Fri | Apr 10, 2020

Lie-detector probe

Published:Sunday | July 4, 2010 | 12:00 AM

Tyrone Reid, Sunday Gleaner Reporter

SENIOR OFFICIALS of the Ministry of Labour have launched an investigation into claims that Bert's Auto Parts Limited has forced some of its employees to take polygraph tests or face dismissal.

A spokesperson for the Pay and Conditions of Employment Branch at the labour ministry told our news team that the ministry had been receiving several calls for more than two weeks as disgruntled staff members protested against management's decision to subject them to lie-detector tests.

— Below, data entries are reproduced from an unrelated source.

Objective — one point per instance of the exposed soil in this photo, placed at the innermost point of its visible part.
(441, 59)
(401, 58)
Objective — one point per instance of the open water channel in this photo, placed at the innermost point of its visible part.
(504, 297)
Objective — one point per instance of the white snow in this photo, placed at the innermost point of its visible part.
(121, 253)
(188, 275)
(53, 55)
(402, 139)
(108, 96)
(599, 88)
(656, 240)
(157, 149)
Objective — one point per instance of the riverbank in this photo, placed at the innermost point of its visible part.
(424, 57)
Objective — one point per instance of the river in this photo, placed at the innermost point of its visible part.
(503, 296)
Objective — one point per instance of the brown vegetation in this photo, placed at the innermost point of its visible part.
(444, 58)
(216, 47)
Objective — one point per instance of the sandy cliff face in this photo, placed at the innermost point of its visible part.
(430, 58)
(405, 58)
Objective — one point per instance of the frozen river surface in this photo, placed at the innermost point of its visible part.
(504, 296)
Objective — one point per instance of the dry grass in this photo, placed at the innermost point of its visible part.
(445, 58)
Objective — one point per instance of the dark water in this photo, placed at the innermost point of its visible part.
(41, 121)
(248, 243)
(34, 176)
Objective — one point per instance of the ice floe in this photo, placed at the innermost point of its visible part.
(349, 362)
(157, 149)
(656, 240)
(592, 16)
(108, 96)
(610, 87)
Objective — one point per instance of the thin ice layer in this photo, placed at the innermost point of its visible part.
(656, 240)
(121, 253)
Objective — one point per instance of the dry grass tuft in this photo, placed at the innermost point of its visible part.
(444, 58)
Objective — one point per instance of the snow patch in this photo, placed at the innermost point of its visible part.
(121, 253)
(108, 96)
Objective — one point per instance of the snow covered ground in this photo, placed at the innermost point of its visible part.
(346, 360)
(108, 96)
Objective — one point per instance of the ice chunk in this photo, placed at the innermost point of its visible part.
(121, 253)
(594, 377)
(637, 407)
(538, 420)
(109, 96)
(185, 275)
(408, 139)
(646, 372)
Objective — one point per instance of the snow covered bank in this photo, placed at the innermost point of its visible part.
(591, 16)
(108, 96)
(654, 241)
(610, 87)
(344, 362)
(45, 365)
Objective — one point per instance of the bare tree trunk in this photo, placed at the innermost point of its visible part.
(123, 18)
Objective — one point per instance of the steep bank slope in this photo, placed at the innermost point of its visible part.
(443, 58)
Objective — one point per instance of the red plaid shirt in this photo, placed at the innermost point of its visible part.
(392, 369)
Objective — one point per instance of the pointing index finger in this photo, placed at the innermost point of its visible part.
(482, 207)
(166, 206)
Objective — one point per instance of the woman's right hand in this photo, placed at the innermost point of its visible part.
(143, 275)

"The ministry is investigating the matter (but) we haven't been able to speak with management," the spokesperson said.

"When we call, everybody seems to be in a meeting ... . We sent officers over there last week to speak to them (but) they said sorry, bad day (because) they are in a meeting.

"We scheduled an appointment for today at 10 a.m. for them to come in and speak to us (but) they called yesterday and said that they are unavailable and can't make it and that they will get back to us shortly," the spokesperson told The Sunday Gleaner on Thursday.

Deadline to come in

The ministry is giving the management of Bert's Auto until next week to come in for a meeting to settle the matter.

When contacted, Bert Tomlinson, owner of Bert's Auto Parts Limited, told The Sunday Gleaner that the electronic memo announcing the schedule for the polygraph tests had been withdrawn.

"We withdrew that memo ... . That is no longer an issue," Tomlinson said.

When asked why the document was issued in the first place and if any employee had yet been subjected to the test, Tomlinson said he had no comment, before quickly ending the conversation.

"Have a good day," Tomlinson said before hanging up. When our news team called back shortly afterwards, an employee said Tomlinson was in a meeting.

Contents of email

The Sunday Gleaner later received a copy of the email issued to staff members of Bert's Auto Parts Limited by the management.

The document, captioned 'Polygraph testing', made it clear that failing to turn up at the time stipulated for the test would result in certain dismissal.

"Further, please ensure that it is very clear to all persons that anyone who fails to attend will, by their action, forfeit their employment with Bert's Auto Parts," read a section of the memo.

An employee of the company told The Sunday Gleaner that at least one staff member was forced to take the lie-detector test on Saturday, June 19.

The staff member was also peeved at the fact that there appeared to be some level of discrimination in the administration of the test, as only line staff were being polygraphed.

In the meantime, noted attorney-at-law, Bert Samuels, is of the opinion that if an employer forces an employee to take a lie-detector test, it would constitute a breach of the individual's constitutional rights.

"It is my view that where an employer forces an employee or seeks to force an employee to take a polygraph test, that is unlawful," Samuels said.